The ridicule of web applications

My manager is going round the floor asking everyone if they knew a way to feed HTML code into a component and have it calculate stuff like the number of pages it will generate when printed, the height of a line, etc. All this so that our web application can produce printouts that resemble… printouts. Secretly, I’m thinking it is a lost cause. Unless some kind of browser control is used to manage the pagination and we abandon our extremist view that web applications should be all HTML, page breaks will remain in the wrong places on those reports. And we will still have unhappy customers.
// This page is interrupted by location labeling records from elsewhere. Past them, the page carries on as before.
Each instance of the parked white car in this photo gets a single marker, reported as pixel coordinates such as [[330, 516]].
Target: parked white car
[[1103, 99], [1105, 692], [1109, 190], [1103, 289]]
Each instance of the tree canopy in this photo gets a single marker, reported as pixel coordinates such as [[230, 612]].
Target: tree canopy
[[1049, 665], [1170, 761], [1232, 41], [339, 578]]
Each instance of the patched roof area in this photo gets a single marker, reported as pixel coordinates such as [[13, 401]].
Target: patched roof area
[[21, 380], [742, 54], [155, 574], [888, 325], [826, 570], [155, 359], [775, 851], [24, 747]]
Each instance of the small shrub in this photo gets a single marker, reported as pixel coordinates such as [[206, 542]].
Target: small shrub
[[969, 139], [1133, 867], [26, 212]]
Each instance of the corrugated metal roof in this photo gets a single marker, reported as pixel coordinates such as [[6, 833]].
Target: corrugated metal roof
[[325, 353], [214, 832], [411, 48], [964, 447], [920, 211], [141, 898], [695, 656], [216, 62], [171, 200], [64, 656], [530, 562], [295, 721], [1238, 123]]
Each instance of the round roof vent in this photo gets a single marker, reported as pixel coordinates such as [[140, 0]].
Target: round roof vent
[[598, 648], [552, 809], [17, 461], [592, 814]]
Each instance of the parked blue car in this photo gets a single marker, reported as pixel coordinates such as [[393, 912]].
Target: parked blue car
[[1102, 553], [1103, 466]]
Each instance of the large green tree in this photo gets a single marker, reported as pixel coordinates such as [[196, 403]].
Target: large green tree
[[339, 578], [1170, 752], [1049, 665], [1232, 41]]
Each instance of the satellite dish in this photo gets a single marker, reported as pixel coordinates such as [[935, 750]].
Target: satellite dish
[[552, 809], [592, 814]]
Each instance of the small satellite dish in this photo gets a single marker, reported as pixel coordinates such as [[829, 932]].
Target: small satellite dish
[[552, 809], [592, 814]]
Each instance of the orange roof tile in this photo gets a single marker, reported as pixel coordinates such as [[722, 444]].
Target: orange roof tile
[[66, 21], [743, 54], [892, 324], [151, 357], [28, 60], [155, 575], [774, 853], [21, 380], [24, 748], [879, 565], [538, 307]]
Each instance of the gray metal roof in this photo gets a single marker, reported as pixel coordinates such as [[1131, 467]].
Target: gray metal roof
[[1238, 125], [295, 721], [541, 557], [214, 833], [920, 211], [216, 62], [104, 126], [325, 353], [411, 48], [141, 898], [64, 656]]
I have long lost the optimism needed for development of fancy web applications. Any application that requires complex layouts should be written for the desktop environment. Alternatively, hybrid applications can be used. I just designed an application that users will use to enter certain pieces of information via a web browser so that the information can be printed by a service (or daemon) at the application owner’s site. The end goal is to have public users interact with the application via their web browser and the staff users to use a desktop version of the application.

Mind, though. I have seen beautiful web-based applications that were hard to differentiate from desktop ones. For instance, there is the application used by resellers of Orange mobile services. The most beautiful I have ever seen is Barclays customer management web application. It is a beauty. However, when one thinks about this state of affairs, one cannot help notice the ridicule of trying to make a web application look as fancy as a desktop one. Perhaps, this is why so many developers are going back to their roots to develop desktop applications with proper windows, panels, buttons, etc. instead of struggling with the handful of controls available in a web browser.

One of the principal reasons for developing web applications is not even plausible anymore. Web applications, it was claimed, solve the problem of deployment. No need for individual installation on client workstations. A single web application can be accessed by thousands or millions of people. True. eBay using the web is justified. In fact, the business derives from the web. What more justifiable can it be? But, in an enterprise application, such as ours, I think it is a waste of resources to insist on going the web route when the overhead of doing it is known. Deployment could not be easier than it is today with Software Management System, terminal services, etc. We could write feature-rich desktop applications that get pushed to the users’ desktops by startup scripts when they log on in the morning; if we were using Java, we could JNLP to deploy our applications; or, we could even have an application sit on a Terminal Server and have the users access it by a terminal client.

In fact, all these solutions are feasible. What is holding the policy makers from doing the same for all our applications is only known to them. Or, is it the abundance of cheap web developers that make the situation as it is?